Tuesday, May 22, 2007

So unfortunate..!

It was all going very fine..but the deep seated insecurity & jealousy of one person brought havoc in our beautifully crafted life..The artificial, false & shallow affection and respect proved to be so strong & effective that the elders of my family couldn't see through it the truth, the real love & affection of us..It so much amazes me, how our elders with so much experience of various relationships, it’s intricacies can't understand how to develop & nourish a new relationship..Why is it so that they judge a person by the views presented to them by others when they themselves have all the opportunity to understand and judge the same person in light of his/her own action..!
Its so disappointing to see your own elders behave so childishly with so much immaturity..May be they don't realize that the kids are now grown-ups, they should be given proper space & due respect.. or may be they are just not ready to share their son with another person whom he loves so much..But my point is, if the son is able to impart the same amount of love, affection, respect & care to everybody as he used to do before marriage then why this insecurity? Does this make it any better if they keep hurting the emotions of their own beloved son & expect at the same time that he remains happy?

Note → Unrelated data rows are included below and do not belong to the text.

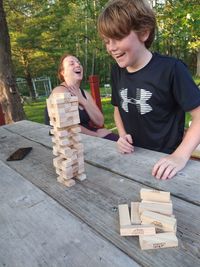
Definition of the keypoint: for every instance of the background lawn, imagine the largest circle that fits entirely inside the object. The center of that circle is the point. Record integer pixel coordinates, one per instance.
(35, 112)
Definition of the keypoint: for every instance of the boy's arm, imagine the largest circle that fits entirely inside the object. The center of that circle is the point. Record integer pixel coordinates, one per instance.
(125, 141)
(168, 166)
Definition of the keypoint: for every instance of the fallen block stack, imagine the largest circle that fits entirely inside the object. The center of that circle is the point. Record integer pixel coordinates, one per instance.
(151, 219)
(64, 117)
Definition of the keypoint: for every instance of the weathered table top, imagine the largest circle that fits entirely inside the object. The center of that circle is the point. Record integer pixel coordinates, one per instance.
(43, 223)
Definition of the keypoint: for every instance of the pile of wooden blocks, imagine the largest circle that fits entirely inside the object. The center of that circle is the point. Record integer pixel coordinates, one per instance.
(64, 117)
(151, 219)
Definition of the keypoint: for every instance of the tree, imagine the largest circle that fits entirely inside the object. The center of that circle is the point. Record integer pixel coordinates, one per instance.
(9, 95)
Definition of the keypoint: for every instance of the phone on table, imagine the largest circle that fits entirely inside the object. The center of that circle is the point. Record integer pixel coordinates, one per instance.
(19, 154)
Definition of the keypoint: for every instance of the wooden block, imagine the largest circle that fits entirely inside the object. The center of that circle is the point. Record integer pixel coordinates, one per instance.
(73, 108)
(135, 230)
(161, 240)
(67, 152)
(74, 99)
(154, 195)
(75, 129)
(135, 216)
(124, 216)
(55, 151)
(61, 133)
(162, 222)
(66, 163)
(57, 162)
(67, 183)
(160, 207)
(76, 138)
(81, 177)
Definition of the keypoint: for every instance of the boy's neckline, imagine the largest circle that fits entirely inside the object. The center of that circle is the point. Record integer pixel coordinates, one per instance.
(143, 66)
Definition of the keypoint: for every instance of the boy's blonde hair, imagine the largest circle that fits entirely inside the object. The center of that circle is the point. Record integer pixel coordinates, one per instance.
(120, 17)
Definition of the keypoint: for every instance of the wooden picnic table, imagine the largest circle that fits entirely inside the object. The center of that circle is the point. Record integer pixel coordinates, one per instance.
(43, 223)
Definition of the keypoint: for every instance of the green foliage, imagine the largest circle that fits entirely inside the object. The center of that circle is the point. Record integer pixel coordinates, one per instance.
(42, 30)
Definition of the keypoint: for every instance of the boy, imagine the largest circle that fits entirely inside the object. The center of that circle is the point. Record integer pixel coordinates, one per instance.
(150, 92)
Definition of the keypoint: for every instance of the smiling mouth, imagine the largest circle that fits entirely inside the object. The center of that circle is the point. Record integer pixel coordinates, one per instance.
(78, 72)
(119, 55)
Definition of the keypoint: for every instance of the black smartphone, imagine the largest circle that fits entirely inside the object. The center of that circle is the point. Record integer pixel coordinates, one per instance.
(19, 153)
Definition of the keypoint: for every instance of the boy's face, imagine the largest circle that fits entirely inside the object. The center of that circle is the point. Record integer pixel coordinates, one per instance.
(128, 51)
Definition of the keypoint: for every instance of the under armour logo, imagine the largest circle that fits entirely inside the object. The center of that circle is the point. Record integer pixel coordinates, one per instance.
(142, 96)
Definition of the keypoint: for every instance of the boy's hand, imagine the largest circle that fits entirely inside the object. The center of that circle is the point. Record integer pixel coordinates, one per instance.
(167, 167)
(124, 144)
(102, 132)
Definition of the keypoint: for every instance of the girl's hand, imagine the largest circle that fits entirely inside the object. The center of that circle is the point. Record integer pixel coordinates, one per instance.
(124, 144)
(102, 132)
(167, 167)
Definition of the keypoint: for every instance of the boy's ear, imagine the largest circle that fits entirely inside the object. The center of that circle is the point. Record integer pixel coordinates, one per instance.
(144, 35)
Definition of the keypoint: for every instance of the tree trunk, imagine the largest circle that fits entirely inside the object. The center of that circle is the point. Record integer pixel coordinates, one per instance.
(198, 63)
(30, 85)
(9, 95)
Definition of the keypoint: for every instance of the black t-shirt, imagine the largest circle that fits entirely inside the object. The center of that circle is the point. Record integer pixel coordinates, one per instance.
(152, 102)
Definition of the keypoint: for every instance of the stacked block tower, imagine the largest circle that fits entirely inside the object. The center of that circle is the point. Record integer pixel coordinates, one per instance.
(64, 118)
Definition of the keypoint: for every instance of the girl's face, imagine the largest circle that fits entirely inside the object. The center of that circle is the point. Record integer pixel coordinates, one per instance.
(72, 69)
(129, 51)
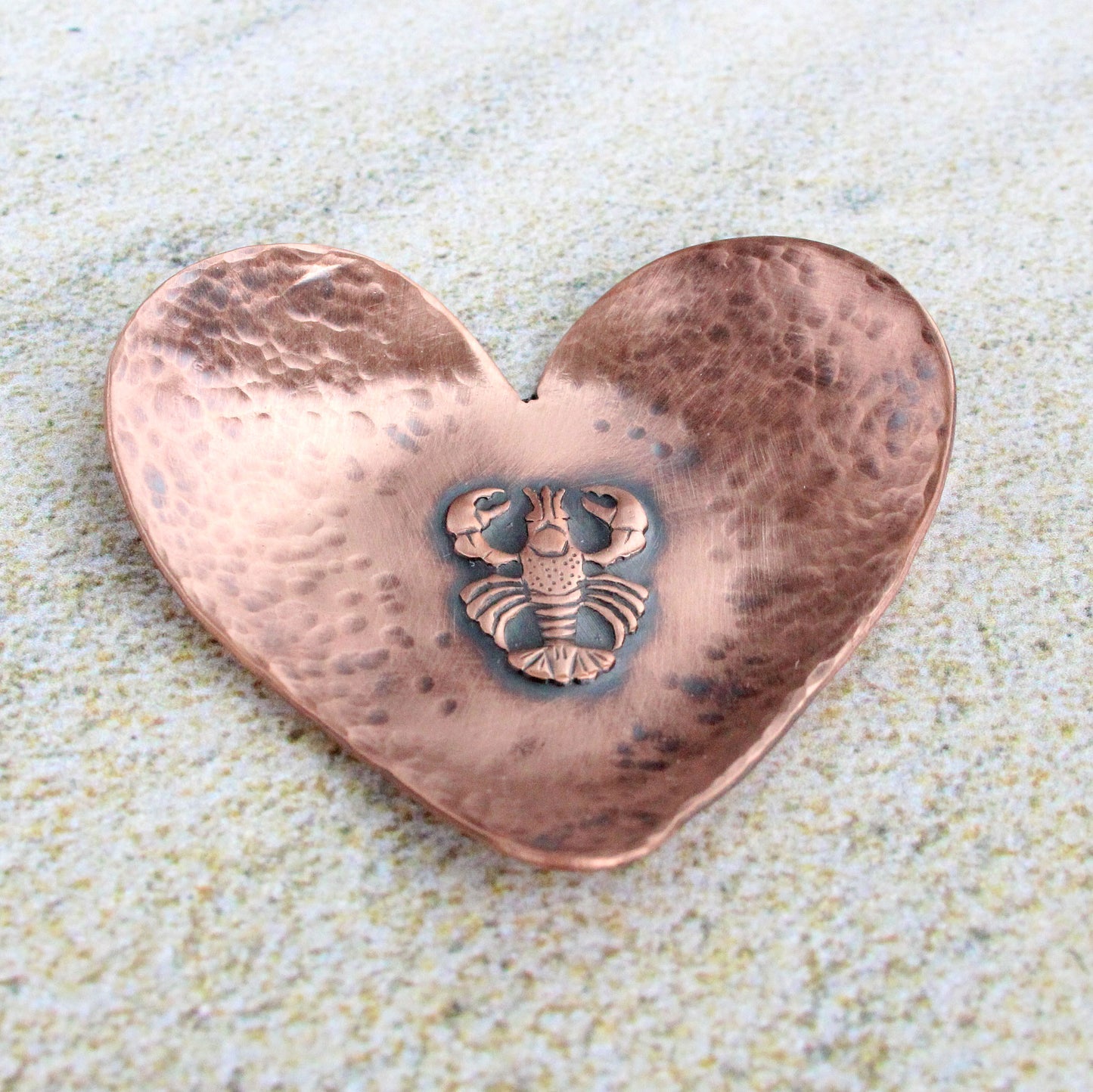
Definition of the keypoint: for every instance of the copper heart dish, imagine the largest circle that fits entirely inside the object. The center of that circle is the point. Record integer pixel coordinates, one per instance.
(564, 625)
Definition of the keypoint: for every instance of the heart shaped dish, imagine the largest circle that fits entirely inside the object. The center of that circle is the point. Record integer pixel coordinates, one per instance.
(564, 625)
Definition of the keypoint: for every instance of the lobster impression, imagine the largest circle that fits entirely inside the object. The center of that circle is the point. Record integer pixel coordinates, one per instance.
(553, 582)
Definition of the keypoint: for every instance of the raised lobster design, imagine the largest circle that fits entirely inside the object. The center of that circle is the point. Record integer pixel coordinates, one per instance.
(552, 579)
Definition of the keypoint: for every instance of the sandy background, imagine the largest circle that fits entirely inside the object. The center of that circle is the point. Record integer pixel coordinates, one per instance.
(196, 893)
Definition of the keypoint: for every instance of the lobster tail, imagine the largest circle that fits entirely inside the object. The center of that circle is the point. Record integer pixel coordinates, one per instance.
(562, 662)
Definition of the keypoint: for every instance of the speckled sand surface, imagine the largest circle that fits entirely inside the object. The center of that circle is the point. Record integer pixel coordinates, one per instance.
(198, 895)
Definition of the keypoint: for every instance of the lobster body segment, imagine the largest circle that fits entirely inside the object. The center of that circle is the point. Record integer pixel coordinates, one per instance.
(553, 581)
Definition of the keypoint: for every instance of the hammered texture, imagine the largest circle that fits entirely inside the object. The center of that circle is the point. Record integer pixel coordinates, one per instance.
(289, 423)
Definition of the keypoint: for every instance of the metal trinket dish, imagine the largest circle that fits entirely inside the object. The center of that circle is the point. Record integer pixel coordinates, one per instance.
(564, 625)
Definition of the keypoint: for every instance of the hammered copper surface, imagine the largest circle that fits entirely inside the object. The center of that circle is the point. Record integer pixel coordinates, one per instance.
(291, 426)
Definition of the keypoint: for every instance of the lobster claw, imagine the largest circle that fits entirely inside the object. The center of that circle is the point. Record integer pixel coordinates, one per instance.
(466, 522)
(626, 520)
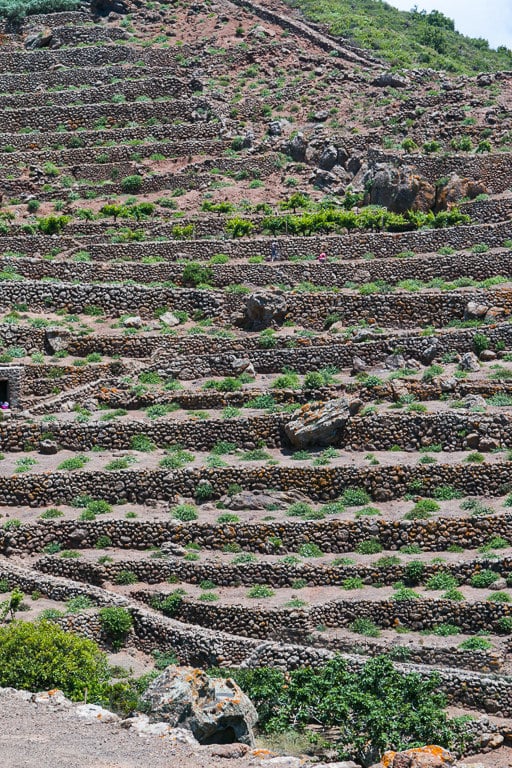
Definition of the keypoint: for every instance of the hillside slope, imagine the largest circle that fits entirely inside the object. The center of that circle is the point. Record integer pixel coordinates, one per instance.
(405, 38)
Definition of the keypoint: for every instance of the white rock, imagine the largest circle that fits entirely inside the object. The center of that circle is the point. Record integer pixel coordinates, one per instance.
(285, 761)
(132, 322)
(95, 712)
(56, 698)
(141, 725)
(169, 319)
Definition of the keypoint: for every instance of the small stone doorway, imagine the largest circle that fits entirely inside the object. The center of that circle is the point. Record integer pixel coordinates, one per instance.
(4, 391)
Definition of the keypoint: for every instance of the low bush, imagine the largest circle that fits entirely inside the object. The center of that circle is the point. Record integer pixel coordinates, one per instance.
(42, 656)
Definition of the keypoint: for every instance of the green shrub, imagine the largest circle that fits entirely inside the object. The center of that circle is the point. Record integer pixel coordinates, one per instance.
(260, 590)
(142, 443)
(442, 580)
(79, 603)
(377, 707)
(132, 184)
(499, 597)
(126, 577)
(446, 630)
(369, 547)
(403, 593)
(42, 656)
(185, 513)
(352, 582)
(414, 571)
(354, 497)
(476, 644)
(204, 491)
(309, 549)
(364, 627)
(504, 625)
(484, 579)
(170, 604)
(228, 517)
(195, 274)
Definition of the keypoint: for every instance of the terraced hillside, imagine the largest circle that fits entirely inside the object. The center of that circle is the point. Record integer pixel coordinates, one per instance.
(255, 322)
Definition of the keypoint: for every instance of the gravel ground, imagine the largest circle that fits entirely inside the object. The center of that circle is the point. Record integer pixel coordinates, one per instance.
(42, 736)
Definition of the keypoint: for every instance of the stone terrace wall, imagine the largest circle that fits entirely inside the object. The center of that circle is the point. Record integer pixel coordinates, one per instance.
(296, 624)
(273, 573)
(204, 647)
(492, 169)
(373, 432)
(332, 274)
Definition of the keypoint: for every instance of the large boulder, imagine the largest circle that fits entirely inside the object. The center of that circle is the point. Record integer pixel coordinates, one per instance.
(263, 500)
(457, 188)
(39, 38)
(398, 189)
(262, 309)
(390, 80)
(430, 756)
(297, 147)
(320, 423)
(215, 709)
(56, 340)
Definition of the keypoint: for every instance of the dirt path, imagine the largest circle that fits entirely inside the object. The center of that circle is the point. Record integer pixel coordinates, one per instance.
(43, 736)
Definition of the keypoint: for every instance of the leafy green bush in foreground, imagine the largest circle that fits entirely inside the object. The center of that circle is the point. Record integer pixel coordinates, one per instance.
(375, 709)
(43, 656)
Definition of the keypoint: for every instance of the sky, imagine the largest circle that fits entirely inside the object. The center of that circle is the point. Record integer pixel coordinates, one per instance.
(491, 19)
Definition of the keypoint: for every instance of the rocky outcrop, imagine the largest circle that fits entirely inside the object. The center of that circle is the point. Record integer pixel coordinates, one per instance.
(456, 189)
(215, 709)
(262, 309)
(398, 189)
(39, 38)
(320, 423)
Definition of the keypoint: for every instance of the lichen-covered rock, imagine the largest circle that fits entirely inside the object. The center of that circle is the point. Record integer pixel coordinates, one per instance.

Why is it so that their love & affection don't reach our heart? Why does it all remain superficial & verbal only? Have we become so numb & insensitive that we can't feel it or is it something so different that we can't comprehend it?
May be the only person who is still happy with all these proceedings, is the one who out of her own insecurities & jealousy destroyed the peace & sanctity of our family? I can't understand how someone can remain happy by destroying her own family for the sake of her own vested interests..What a sickening feeling it must be but it seems some people do enjoy such things for their vicarious pleasures..
Its already a very tough time for all of us..and these misunderstandings & immature behavior by our elders make it even worse..Rather than focusing on the present imminent problem and supporting each other in these tough times, they are wasting their energy into picking faults, throwing allegations & hating their own family member..
All I wish is that good sense prevails soon or everything will be lost irrevocably!!